[Gluster-devel] segfault with tla 846 - suggestions?

Dan Parsons dparsons at nyip.net
Fri Jan 16 15:58:07 UTC 2009


Avati spent some time with me yesterday going through two different cores. He says he has all the info he needs now.
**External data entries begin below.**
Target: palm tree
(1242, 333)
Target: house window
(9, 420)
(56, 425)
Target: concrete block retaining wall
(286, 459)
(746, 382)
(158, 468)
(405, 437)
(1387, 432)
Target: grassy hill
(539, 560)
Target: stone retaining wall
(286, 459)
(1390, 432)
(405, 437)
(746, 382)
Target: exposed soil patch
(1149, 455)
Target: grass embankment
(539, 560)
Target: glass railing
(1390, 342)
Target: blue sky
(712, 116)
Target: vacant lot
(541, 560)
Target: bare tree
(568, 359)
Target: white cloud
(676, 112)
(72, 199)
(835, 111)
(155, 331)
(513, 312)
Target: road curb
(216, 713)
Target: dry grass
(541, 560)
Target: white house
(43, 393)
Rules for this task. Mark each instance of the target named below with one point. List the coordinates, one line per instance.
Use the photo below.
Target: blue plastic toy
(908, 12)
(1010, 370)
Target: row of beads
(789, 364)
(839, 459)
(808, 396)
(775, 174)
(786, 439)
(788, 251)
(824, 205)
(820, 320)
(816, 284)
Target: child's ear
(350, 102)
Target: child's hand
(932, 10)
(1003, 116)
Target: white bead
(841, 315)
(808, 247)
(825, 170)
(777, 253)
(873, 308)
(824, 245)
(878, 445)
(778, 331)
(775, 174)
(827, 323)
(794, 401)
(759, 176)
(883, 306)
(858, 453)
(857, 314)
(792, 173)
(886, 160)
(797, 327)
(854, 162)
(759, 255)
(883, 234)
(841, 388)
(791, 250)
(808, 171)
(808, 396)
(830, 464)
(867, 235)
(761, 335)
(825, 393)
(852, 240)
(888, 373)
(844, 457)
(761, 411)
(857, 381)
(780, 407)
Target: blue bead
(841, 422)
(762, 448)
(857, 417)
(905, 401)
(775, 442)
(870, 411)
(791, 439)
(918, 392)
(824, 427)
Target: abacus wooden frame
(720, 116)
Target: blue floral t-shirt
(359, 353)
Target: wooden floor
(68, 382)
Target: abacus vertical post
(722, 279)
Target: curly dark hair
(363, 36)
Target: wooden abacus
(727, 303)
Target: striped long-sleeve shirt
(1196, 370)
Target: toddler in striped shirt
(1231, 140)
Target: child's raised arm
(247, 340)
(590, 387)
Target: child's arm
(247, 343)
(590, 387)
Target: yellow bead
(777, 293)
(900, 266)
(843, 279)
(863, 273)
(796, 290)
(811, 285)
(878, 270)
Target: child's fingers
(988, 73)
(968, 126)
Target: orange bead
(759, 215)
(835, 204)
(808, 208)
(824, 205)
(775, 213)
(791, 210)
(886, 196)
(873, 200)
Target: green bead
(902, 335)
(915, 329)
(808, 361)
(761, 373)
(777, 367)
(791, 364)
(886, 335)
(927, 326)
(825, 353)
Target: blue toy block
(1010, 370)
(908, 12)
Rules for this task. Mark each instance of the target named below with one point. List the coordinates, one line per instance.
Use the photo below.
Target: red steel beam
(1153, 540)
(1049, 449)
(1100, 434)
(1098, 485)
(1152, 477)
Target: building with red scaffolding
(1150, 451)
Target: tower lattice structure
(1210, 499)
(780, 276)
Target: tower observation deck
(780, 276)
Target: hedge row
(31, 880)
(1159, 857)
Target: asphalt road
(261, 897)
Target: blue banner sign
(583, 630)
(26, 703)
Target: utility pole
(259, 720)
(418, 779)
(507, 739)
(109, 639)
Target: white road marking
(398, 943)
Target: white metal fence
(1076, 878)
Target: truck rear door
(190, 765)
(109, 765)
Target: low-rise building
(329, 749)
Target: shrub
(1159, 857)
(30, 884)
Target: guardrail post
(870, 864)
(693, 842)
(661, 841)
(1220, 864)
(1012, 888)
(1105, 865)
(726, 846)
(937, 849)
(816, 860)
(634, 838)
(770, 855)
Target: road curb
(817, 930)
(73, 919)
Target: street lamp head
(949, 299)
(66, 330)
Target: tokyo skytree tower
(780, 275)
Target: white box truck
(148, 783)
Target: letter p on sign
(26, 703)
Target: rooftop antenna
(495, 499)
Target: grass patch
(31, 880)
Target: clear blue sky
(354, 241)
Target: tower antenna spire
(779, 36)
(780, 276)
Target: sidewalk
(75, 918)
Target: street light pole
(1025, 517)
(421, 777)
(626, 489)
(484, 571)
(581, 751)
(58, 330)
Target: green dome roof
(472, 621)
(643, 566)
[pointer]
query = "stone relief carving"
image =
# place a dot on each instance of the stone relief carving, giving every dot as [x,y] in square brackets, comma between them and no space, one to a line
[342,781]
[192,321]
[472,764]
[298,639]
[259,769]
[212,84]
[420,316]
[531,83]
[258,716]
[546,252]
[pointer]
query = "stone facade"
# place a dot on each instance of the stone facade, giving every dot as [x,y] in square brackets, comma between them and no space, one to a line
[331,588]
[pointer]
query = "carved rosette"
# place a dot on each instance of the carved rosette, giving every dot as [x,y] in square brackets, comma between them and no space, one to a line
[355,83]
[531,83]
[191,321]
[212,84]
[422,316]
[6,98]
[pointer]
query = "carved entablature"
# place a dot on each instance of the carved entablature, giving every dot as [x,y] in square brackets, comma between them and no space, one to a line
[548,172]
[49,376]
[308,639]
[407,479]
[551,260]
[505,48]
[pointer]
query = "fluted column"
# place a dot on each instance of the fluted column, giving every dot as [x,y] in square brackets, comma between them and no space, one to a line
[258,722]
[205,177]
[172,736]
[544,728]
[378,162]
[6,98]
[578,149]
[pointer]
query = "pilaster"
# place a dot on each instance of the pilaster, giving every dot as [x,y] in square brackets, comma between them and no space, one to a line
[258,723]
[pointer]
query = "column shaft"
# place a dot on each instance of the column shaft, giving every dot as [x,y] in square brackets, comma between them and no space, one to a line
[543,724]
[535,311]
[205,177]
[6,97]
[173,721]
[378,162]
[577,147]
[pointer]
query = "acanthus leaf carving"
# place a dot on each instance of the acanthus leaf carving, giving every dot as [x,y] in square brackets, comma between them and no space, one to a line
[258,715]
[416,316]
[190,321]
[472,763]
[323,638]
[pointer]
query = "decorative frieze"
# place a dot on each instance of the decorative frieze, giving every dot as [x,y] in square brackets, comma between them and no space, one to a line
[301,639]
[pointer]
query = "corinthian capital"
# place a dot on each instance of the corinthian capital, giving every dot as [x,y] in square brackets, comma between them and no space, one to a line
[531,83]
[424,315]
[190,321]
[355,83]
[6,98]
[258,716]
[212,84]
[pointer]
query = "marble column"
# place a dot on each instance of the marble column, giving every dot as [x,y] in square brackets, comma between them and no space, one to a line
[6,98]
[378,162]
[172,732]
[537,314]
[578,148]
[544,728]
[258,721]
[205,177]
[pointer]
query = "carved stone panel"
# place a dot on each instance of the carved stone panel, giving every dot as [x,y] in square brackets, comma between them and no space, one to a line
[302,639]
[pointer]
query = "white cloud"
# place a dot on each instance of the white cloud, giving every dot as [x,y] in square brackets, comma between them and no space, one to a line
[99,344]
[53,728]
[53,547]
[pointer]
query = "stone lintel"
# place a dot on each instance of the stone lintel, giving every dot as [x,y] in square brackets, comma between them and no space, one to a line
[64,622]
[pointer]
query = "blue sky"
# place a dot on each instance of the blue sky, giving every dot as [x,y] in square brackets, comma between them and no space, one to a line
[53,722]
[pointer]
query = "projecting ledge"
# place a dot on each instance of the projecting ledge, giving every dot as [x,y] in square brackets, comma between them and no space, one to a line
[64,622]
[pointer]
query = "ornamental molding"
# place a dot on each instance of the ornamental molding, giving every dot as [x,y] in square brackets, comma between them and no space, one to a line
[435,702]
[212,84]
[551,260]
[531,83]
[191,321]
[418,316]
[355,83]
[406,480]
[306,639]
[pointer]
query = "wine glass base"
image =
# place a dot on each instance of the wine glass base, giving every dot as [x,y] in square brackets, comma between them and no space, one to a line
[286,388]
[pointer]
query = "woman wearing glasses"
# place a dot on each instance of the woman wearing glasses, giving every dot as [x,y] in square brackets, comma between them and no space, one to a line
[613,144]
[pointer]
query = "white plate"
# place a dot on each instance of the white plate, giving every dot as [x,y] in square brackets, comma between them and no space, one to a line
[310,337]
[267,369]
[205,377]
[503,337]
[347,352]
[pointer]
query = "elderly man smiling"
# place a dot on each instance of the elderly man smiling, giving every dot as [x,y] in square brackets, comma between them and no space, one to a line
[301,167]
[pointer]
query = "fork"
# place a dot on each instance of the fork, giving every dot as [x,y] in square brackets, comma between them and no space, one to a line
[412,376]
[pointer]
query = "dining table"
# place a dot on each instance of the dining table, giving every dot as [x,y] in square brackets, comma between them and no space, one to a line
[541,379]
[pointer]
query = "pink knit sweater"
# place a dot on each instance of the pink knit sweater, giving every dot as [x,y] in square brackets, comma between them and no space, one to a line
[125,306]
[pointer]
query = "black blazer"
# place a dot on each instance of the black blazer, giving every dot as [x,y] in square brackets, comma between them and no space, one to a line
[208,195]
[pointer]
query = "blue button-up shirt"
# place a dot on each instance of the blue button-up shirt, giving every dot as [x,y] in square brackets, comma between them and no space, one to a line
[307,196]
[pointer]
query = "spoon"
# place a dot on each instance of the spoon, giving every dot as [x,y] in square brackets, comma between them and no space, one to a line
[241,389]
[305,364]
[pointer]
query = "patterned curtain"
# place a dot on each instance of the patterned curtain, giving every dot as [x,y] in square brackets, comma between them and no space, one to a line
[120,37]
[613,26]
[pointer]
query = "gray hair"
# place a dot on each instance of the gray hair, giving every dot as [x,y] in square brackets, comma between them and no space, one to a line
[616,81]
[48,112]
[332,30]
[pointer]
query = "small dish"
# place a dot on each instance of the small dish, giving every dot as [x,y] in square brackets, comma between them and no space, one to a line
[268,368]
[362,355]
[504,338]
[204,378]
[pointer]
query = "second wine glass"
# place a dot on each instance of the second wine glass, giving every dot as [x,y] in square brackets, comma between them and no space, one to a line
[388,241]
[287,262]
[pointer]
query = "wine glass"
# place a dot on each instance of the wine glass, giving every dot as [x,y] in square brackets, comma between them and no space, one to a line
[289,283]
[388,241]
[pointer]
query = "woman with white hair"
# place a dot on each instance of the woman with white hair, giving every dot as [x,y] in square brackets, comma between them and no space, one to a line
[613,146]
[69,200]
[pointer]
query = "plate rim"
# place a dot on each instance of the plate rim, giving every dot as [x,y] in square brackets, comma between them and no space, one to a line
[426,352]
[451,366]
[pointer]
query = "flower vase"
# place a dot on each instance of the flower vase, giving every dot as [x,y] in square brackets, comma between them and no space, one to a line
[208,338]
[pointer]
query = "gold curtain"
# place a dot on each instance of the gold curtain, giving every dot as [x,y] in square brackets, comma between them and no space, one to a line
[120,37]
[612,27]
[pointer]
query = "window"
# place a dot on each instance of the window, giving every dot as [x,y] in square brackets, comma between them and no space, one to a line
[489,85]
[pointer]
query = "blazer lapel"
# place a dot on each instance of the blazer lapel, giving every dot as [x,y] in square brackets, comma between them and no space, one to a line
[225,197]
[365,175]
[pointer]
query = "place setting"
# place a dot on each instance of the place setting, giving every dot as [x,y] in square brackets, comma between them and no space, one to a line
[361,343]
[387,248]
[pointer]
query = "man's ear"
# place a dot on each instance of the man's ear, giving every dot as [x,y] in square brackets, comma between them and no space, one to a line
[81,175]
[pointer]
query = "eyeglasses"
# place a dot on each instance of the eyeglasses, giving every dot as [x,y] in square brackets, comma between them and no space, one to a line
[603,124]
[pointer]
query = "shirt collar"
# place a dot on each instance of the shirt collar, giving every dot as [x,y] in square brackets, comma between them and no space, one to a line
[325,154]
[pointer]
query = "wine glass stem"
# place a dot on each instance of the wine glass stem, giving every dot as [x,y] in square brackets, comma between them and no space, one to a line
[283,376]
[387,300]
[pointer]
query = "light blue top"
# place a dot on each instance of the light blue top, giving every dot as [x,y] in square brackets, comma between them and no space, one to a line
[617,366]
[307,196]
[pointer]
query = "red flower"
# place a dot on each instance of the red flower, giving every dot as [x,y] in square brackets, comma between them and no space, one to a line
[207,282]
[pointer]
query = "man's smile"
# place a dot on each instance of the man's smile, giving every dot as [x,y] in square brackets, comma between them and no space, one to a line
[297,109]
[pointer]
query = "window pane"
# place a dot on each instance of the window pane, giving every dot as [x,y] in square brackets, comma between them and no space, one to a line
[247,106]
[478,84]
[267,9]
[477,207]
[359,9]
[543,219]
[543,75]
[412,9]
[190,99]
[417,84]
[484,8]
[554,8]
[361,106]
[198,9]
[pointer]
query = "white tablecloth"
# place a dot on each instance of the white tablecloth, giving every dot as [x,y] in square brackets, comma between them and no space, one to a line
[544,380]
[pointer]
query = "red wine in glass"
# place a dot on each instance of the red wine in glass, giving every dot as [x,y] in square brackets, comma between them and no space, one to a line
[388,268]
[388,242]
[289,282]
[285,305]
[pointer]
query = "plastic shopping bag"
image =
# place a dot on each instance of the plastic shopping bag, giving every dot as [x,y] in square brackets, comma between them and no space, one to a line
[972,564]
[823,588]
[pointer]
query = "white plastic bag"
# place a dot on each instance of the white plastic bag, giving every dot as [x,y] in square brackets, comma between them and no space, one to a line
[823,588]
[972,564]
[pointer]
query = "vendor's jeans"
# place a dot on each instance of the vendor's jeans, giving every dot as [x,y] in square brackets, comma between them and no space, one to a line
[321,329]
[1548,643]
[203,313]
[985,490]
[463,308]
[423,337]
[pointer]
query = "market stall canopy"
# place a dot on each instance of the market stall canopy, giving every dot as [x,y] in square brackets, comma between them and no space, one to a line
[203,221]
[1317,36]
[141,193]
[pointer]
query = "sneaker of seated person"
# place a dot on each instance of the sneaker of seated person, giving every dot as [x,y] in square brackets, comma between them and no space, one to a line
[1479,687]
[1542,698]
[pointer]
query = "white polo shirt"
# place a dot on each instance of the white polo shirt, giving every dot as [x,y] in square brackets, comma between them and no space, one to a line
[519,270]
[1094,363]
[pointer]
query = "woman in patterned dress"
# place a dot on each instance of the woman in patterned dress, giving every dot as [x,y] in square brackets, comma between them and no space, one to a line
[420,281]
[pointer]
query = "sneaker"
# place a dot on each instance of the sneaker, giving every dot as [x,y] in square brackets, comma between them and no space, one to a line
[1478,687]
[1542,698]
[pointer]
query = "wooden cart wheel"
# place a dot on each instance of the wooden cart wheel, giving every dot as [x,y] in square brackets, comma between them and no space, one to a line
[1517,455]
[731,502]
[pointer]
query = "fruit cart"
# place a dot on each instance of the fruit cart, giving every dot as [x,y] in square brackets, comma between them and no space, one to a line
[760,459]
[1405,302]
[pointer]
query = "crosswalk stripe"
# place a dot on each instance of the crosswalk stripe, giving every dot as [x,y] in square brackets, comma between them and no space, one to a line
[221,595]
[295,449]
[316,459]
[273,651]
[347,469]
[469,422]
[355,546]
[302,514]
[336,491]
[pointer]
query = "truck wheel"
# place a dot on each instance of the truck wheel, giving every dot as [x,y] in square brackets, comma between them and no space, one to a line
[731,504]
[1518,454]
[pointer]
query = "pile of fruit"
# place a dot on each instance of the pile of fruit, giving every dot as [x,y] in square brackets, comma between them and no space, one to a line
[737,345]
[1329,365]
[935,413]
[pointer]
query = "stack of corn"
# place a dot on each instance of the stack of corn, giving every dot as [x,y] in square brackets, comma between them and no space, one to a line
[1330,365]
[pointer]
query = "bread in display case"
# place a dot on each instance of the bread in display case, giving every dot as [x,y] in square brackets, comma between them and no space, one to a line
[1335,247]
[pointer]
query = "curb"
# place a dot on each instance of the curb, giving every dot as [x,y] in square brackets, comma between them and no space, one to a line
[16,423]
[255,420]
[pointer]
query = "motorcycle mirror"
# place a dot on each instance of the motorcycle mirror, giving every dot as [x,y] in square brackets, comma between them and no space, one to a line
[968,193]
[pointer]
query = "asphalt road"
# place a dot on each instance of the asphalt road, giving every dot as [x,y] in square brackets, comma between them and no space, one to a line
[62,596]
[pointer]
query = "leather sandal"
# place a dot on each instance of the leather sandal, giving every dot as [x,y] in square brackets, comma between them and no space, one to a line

Yes, it is very easy to reproduce. It takes about 15 minutes.

Dan Parsons

-----Original Message-----
From: "Krishna Srinivas" <krishna at zresearch.com>

Date: Fri, 16 Jan 2009 18:05:56 
To: Dan Parsons<dparsons at nyip.net>
Cc: Gluster Developers Discussion List<gluster-devel at nongnu.org>
Subject: Re: [Gluster-devel] segfault with tla 846 - suggestions?


Dan,

Will investigate as soon as possible. Can you paste the back trace using gdb?
"gdb -c <path to core file> glusterfs" and then type "bt".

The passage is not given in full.